While the Soviet Union proclaimed and promoted atheism, America in the 1960s was still overwhelmingly Christian and dominated by the so-called WASPs, or ‘White, Anglo-Saxon Protestants’.

But atheism was on the rise in America, too. This was an era during which the US Supreme Court was ever more radically separating Church and State.

When the men of Apollo 8 returned to Earth, Madalyn Murray O’Hair, founder of American Atheists, sued NASA, citing a violation of Article 1 of the US Constitution which says that the Government should not establish any religion. She lost, but maybe only because the Supreme Court in the end decided that it had no jurisdiction in space.

This weekend we are marking the 50th anniversary of the momentous landing on the Moon, an absolutely tremendous feat which gripped the imagination of anyone able to follow it. I was a small boy at the time, but I still remember the event and the huge excitement it generated. Everyone in my class wanted to grow up to be an astronaut.

When the astronauts of Apollo 8 orbited the Moon on Christmas Eve, 1968, they each took it in turns to read out the opening lines of the Book of Genesis”

There seemed no greater, more heroic thing a boy could grow up to be. Of course, women have also been astronauts, and cosmonauts (the Soviet version). The first woman in space was, in fact, a cosmonaut, one Valentina Tereshkova back in 1963. She is still alive aged 82. The first American woman, Sally Ride, did not go into space until 1983, 20 years later.

Famously, Neil Armstrong was the first man to set foot on the Moon, followed by Buzz Aldrin (now aged 89). Aldrin, a Presbyterian, took Communion while on the Moon, with the permission of his pastor.

This was not widely publicised at the time because of the lawsuit against NASA. He also read a passage from the Bible, but not live on-air.

Pope St Paul VI met the Apollo 11 astronauts in October 1969, only three months after the Moon landing.

All the way along, he took an extremely keen interest in the event. For example, he sent NASA a message to be left on the Moon by the astronauts. It was the text of Psalm 8, which begins: “O Lord, our Lord, how awesome is your name through all the earth! I will sing of your majesty above the heavens with the mouths of babes and infants.”

A few minutes after the landing occurred, he issued a message. The opening lines read: “Glory to God in the highest and peace on earth to men of good will!

“Christ, when coming among us from the abysses of the divinity, made this blessed voice resound in the firmament.

“Today We, his humble representative, echo and repeat it as a festive hymn on the part of our whole terrestrial globe, no longer the insurmountable boundary of human existence but the open threshold to the wide expanse of boundless space and new destinies.”

He praised “the architects of this great space undertaking!”

To the astronauts he said: “Honour, greetings and blessing to you, conquerors of the Moon, pale lamp of our nights and our dreams!”

Pope Paul was in the observatory at Castel Gandolfo as the landing took place, watching the Sea of Tranquility, where the astronauts landed, through the telescope there.

When you contemplate the universe it takes a special effort not to also contemplate whether there is a Creator behind it all”

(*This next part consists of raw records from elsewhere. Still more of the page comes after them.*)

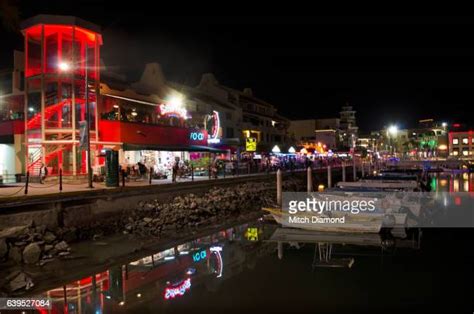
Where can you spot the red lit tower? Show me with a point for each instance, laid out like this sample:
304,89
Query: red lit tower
55,67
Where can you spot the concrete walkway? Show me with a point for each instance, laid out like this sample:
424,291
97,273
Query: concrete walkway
15,190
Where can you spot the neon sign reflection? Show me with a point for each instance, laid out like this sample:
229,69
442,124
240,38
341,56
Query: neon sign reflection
179,290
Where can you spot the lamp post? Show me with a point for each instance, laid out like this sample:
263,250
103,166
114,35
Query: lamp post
391,133
88,119
65,67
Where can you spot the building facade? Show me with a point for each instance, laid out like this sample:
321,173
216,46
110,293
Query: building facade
461,144
260,119
44,114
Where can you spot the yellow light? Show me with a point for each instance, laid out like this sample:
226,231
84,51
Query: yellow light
64,66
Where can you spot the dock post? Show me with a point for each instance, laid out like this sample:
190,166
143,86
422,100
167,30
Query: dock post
280,250
343,172
60,179
329,177
279,188
354,169
27,182
309,180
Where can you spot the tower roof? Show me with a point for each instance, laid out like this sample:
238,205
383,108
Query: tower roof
60,20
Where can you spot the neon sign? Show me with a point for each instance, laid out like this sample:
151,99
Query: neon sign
179,290
213,124
196,136
252,234
199,256
220,267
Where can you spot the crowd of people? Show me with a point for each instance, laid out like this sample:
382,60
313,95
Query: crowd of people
181,169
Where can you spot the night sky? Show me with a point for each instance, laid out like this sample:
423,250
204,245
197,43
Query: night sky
391,69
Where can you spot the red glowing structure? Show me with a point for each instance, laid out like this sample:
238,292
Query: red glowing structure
55,67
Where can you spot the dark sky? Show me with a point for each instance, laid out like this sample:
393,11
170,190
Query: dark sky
391,69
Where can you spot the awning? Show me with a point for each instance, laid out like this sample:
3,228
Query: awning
174,148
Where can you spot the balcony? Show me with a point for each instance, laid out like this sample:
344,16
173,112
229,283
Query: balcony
9,128
142,136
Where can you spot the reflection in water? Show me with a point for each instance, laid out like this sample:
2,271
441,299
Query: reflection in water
165,275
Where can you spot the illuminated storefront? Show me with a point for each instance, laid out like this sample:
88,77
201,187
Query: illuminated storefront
48,123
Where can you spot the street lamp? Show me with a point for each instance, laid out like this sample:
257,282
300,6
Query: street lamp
64,66
392,132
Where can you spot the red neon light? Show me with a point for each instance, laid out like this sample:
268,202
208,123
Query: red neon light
179,290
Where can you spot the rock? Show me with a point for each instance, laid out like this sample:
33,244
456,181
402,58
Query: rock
15,254
13,232
61,246
49,237
70,235
3,248
31,253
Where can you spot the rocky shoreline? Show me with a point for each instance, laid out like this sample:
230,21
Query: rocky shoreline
35,246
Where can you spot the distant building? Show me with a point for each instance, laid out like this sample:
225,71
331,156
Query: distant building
314,131
461,144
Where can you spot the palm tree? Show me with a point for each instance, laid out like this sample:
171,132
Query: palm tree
9,15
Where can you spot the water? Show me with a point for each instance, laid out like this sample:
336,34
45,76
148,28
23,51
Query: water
239,269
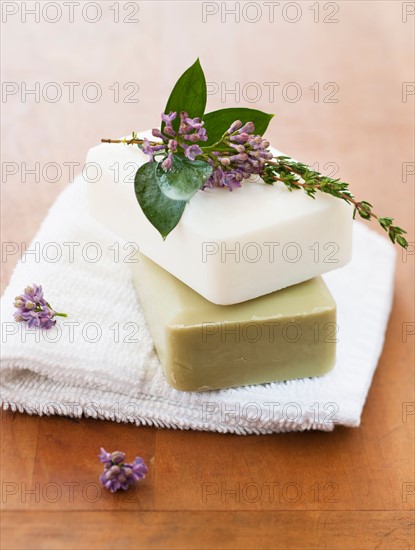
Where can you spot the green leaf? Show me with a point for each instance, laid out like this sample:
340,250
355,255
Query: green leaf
163,213
184,178
217,122
188,94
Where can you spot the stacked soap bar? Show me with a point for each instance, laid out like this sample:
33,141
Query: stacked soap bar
228,247
232,296
203,346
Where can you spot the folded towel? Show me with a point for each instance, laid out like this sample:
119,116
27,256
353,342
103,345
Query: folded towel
100,361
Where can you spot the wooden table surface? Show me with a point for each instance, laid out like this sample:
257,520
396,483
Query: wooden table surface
344,98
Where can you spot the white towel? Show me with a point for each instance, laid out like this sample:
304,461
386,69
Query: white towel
96,364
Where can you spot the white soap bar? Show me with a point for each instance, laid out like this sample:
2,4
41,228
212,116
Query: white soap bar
228,246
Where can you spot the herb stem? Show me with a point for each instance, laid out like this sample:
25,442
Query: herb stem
283,170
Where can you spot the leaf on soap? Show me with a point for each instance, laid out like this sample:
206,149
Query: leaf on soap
188,94
163,213
183,179
217,122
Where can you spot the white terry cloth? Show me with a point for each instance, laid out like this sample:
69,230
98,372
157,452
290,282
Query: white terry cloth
91,363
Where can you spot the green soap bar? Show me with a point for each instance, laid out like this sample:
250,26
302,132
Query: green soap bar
290,333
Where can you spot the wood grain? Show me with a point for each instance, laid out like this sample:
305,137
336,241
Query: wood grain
350,489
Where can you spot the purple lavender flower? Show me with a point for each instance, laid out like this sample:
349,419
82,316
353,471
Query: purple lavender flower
151,150
194,123
191,151
118,474
190,130
234,126
34,310
168,119
230,169
167,162
249,128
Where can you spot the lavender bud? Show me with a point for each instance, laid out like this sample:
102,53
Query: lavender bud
156,133
234,126
248,128
240,138
191,137
239,148
167,162
169,131
117,457
172,145
225,161
241,157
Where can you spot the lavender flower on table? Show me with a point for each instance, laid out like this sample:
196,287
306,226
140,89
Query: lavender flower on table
117,473
34,310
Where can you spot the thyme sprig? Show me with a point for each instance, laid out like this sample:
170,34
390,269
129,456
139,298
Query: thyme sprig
296,175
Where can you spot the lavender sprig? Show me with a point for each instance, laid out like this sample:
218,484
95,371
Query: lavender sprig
34,310
119,474
296,175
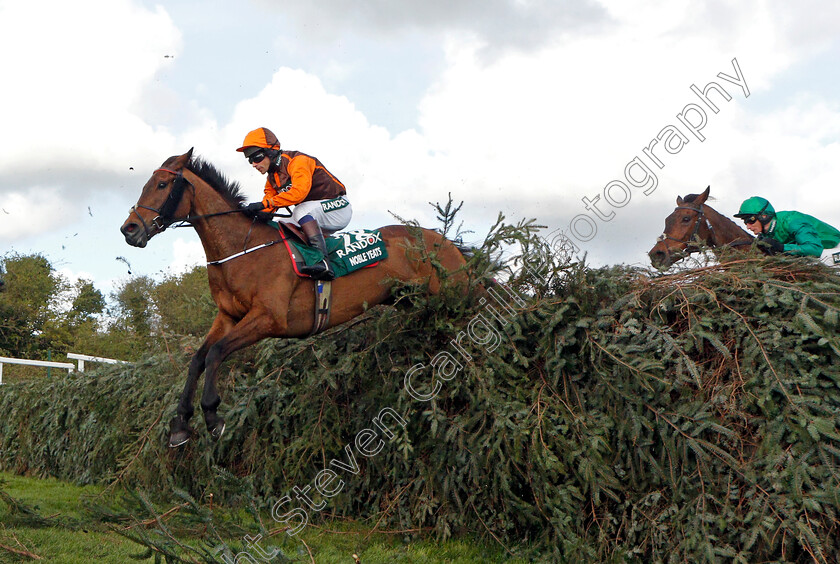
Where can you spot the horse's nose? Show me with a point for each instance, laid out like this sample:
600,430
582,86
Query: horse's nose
134,236
658,258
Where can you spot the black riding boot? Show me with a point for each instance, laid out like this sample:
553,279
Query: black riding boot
321,270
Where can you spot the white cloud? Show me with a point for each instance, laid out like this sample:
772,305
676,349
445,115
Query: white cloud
530,130
72,73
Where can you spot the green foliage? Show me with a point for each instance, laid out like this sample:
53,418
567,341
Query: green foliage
26,307
619,416
133,311
184,303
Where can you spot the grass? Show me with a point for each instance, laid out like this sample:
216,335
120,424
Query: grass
63,532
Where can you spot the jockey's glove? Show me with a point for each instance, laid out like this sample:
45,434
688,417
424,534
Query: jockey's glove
253,209
770,245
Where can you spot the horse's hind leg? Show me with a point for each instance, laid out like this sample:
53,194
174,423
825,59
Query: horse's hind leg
255,326
179,430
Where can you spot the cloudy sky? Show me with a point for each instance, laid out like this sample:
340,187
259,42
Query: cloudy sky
532,108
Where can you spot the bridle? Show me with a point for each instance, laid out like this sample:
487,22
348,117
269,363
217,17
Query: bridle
165,213
697,223
689,242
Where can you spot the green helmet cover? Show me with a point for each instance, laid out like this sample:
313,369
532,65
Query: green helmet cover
756,206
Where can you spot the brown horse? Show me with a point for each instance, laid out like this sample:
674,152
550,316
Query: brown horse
258,293
694,224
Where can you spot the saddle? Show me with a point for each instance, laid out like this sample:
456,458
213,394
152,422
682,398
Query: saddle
346,252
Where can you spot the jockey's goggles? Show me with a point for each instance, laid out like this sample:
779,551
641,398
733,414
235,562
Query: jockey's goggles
256,157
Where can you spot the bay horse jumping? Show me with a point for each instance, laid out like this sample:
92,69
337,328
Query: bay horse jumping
258,293
692,224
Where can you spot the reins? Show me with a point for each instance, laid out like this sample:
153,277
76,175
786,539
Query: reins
163,220
700,215
689,242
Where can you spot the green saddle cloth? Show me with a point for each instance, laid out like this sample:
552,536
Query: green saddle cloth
347,251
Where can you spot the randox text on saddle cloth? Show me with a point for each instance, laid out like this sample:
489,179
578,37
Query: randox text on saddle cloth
639,173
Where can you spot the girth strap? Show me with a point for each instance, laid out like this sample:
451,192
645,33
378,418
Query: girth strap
323,301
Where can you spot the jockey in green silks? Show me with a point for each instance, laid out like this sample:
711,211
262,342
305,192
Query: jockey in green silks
789,232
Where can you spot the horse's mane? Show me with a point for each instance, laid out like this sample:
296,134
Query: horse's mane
691,197
229,190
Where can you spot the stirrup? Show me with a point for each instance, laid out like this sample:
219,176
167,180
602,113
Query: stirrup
320,271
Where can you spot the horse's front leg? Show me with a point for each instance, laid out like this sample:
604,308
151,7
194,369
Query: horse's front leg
255,326
179,430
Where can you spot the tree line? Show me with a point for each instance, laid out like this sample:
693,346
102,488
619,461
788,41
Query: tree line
41,310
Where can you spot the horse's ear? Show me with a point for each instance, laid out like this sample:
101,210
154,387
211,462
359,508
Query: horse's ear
183,160
701,199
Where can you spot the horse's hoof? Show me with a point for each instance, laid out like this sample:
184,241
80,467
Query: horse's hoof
178,438
218,429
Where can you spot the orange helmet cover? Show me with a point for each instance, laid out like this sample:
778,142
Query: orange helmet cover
260,137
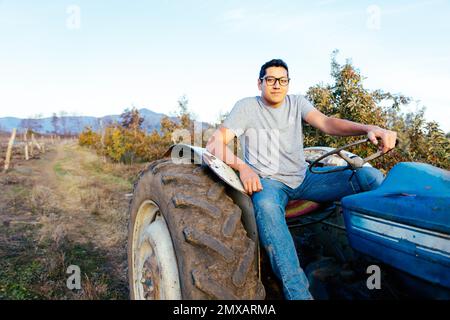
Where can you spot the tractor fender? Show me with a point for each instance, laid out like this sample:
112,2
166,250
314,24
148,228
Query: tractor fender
184,153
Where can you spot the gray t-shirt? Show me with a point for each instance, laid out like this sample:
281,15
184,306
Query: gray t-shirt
272,138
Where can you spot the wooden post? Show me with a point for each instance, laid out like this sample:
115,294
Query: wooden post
33,140
26,146
9,150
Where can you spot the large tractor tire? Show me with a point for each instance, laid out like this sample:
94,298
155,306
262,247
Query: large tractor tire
186,239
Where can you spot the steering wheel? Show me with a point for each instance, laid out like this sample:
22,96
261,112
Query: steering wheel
353,163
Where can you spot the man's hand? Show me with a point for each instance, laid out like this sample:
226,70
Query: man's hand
249,179
388,138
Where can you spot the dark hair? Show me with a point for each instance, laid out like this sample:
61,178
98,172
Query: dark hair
272,63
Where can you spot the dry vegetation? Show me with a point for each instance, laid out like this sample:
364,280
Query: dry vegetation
68,207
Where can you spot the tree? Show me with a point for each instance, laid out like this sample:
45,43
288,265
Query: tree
348,99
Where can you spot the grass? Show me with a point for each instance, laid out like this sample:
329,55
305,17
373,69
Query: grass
59,170
86,201
31,270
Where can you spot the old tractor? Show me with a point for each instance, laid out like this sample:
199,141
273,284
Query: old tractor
193,235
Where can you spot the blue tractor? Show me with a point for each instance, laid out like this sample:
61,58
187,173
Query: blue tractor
193,235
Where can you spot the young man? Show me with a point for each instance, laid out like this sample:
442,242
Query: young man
274,170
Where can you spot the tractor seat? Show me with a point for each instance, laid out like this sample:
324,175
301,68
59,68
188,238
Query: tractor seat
296,208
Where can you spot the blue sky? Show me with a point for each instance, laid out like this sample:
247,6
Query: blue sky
115,54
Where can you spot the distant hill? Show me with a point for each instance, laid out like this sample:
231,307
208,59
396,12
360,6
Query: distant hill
75,124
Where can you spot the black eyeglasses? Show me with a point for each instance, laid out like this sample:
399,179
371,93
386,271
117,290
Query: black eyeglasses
283,81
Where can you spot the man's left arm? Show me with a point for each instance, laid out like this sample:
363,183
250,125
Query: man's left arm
340,127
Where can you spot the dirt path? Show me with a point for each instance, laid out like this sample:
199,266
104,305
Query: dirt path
68,207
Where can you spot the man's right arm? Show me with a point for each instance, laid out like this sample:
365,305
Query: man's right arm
217,145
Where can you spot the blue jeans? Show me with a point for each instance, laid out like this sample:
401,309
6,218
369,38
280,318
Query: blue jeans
270,203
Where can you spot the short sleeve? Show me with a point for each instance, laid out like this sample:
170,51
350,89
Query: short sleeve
305,106
237,121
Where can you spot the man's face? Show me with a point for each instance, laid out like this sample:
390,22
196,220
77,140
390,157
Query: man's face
274,94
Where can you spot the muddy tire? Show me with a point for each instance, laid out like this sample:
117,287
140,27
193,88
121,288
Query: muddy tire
213,256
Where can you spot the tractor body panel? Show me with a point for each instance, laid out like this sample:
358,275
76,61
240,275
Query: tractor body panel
405,222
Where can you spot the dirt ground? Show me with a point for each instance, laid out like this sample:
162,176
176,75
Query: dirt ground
65,207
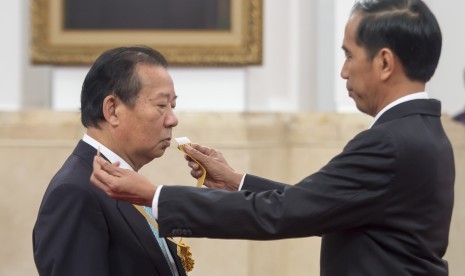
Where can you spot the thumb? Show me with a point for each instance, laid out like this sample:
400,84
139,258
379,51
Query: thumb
193,153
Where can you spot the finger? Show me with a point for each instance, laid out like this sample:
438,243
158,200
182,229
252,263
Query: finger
193,165
99,184
112,169
196,174
194,153
200,148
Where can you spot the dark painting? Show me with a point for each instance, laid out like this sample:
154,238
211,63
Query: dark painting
147,14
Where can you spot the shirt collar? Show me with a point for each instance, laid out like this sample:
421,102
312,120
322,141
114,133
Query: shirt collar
110,155
414,96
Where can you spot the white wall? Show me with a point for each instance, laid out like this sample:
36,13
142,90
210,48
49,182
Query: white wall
11,61
300,70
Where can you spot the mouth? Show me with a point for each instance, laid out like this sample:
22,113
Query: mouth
166,142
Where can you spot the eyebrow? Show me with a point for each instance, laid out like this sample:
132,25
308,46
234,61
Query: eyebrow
167,95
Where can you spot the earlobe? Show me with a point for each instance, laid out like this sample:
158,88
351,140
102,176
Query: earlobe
109,108
386,63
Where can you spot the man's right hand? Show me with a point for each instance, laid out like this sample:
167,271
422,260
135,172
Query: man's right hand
219,174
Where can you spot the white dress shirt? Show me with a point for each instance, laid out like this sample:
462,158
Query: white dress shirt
113,157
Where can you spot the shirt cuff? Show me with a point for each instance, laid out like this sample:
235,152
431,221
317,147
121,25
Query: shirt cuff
242,182
155,202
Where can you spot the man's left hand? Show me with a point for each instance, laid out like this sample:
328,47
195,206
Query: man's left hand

If the first Moon landing happened today and not 50 years ago, would the event still be viewed by so many people through the eyes of religion, as it were? Probably not, because our part of the world (meaning the Western world) is much more secular than it was.

Still, when you contemplate the universe it takes a special effort not to also contemplate whether there is a Creator behind it all. Even Nikita Khrushchev did, even if only to deny the existence of one. But the question still occurred to him because it is so hard for it not to.

As the first landing on the Moon is remembered this weekend the coverage will probably leave out the religious faith of many of the astronauts and the excitement of religious leaders like Pope Paul, never mind the ultimate questions that naturally come to mind when we think of space.

But it is perfectly acceptable to view the event as one that honoured and glorified God, even if that was not its direct intention. This is certainly how Pope Paul saw it.